The real work of us mathematicians, from now until, roughly, fifty years from now, when computers won't need us anymore, is to make the transition from human-centric math to machine-centric math as smooth and efficient as possible.

The 'lowly' finite is MUCH more beautiful than any 'infinite'

When a problem seems intractable, it is often a good idea to try to study "toy" versions of it in the hope that as the toys become increasingly larger and more sophisticated, they would metamorphose, in the limit, to the real thing.

No Victor, you got it backwards, you should evaluate these integrals non-rigorously if you can, and rigorously if you must.

You can keep counting forever. The answer is infinity. But, quite frankly, I don't think I ever liked it. I always found something repulsive about it. I prefer finite mathematics much more than infinite mathematics. I think that it is much more natural, much more appealing and the theory is much more beautiful. It is very concrete. It is something that you can touch and something you can feel and something to relate to. Infinity mathematics, to me, is something that is meaningless, because it is abstract nonsense.

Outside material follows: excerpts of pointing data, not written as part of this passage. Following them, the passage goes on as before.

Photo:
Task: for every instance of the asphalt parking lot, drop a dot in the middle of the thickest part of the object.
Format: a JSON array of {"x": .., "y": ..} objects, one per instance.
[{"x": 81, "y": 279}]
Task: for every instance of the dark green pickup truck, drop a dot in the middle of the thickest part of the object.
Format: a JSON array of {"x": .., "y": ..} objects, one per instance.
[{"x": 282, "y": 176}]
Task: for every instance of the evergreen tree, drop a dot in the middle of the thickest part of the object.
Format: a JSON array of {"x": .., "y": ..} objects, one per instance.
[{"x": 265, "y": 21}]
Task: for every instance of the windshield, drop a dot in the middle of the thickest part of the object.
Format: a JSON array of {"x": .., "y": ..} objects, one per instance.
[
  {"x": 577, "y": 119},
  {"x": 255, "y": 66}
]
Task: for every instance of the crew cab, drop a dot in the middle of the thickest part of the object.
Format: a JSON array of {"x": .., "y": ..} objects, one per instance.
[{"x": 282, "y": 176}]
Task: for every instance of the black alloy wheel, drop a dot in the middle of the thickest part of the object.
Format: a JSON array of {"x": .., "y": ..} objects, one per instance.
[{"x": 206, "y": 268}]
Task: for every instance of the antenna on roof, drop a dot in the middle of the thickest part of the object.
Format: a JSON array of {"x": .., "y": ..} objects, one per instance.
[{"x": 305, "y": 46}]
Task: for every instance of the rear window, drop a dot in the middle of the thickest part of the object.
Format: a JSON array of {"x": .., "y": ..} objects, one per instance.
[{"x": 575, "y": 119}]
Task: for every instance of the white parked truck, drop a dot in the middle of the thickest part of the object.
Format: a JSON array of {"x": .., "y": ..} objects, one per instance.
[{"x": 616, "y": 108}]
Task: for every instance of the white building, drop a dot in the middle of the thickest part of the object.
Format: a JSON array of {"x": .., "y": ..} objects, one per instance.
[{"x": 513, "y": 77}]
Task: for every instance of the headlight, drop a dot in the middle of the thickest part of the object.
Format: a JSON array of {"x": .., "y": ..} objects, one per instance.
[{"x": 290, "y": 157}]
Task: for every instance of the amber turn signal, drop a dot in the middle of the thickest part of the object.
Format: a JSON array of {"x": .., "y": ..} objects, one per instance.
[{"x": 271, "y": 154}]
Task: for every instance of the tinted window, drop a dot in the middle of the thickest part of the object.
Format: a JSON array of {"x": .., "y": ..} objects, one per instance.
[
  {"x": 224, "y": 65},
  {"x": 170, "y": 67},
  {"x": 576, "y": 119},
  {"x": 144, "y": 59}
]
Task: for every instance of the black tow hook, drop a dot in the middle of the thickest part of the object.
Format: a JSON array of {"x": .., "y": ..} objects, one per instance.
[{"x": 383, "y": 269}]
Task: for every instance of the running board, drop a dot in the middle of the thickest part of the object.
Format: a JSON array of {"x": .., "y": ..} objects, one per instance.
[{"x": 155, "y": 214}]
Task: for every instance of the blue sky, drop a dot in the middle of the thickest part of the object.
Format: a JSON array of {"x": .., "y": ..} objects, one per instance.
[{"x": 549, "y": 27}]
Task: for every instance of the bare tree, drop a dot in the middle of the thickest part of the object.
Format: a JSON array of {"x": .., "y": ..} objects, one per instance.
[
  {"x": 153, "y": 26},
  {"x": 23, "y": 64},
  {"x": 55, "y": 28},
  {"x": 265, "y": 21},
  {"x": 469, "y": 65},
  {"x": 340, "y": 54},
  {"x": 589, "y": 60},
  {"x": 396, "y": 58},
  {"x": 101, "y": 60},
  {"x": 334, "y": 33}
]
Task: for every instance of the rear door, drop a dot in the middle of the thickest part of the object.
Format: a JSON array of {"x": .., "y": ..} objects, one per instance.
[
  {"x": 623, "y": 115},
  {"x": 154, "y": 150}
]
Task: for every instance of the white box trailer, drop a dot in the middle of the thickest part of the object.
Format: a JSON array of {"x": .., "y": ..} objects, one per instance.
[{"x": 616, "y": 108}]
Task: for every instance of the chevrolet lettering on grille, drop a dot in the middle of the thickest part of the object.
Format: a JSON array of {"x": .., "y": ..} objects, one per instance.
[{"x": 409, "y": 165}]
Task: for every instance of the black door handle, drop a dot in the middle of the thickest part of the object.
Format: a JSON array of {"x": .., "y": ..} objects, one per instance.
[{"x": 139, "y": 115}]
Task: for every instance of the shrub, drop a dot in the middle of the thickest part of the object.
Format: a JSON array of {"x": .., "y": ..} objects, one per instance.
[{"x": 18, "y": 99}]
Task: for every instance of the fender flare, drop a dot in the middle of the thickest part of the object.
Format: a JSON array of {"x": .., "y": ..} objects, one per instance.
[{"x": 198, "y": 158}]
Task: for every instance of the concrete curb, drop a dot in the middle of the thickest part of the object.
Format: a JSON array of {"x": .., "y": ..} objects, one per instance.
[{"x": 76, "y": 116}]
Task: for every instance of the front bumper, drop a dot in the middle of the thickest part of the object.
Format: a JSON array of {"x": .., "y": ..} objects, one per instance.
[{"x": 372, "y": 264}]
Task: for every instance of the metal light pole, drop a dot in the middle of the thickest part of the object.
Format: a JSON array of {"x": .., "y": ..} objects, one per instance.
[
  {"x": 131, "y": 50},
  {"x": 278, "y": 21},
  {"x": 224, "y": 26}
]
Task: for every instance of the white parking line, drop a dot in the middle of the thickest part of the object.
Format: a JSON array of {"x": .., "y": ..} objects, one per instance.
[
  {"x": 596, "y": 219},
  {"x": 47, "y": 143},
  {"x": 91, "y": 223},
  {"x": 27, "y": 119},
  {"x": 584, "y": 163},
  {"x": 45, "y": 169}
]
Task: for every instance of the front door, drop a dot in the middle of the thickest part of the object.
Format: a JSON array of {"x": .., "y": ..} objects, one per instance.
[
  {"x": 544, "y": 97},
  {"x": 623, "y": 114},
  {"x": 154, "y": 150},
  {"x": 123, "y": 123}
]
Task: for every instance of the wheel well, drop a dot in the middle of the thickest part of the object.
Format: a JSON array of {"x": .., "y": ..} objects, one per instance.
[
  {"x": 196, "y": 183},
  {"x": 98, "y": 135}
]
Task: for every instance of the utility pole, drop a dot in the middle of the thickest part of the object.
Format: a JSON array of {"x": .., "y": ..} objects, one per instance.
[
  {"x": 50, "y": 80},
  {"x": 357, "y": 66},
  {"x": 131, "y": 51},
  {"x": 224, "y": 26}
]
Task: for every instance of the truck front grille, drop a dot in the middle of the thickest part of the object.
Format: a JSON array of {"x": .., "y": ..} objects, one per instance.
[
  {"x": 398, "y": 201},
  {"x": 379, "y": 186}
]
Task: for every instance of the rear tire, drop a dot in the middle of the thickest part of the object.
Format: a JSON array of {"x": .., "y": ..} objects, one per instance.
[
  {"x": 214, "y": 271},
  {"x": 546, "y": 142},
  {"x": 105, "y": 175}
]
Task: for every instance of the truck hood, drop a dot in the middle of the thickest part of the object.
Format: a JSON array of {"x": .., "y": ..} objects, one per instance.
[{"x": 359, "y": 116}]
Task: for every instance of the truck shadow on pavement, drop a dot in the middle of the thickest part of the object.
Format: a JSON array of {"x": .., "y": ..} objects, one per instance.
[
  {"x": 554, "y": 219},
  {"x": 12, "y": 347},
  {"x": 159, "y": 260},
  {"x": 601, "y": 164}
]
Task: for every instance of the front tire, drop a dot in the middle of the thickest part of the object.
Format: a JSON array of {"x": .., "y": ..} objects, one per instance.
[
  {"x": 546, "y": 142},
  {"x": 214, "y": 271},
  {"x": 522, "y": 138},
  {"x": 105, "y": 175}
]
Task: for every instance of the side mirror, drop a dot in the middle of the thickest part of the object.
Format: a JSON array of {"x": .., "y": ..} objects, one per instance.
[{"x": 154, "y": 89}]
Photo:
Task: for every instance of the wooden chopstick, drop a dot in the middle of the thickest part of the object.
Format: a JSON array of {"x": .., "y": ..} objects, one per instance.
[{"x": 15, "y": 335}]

Let me also remind you that zero, like all of mathematics, is fictional and an idealization. It is impossible to reach absolute zero temperature or to get perfect vacuum. Luckily, mathematics is a fairyland where ideal and fictional objects are possible.

Conventional wisdom, fooled by our misleading "physical intuition", is that the real world is "continuous", and that discrete models are necessary evils for approximating the "real" world, due to the innate discreteness of the digital computer.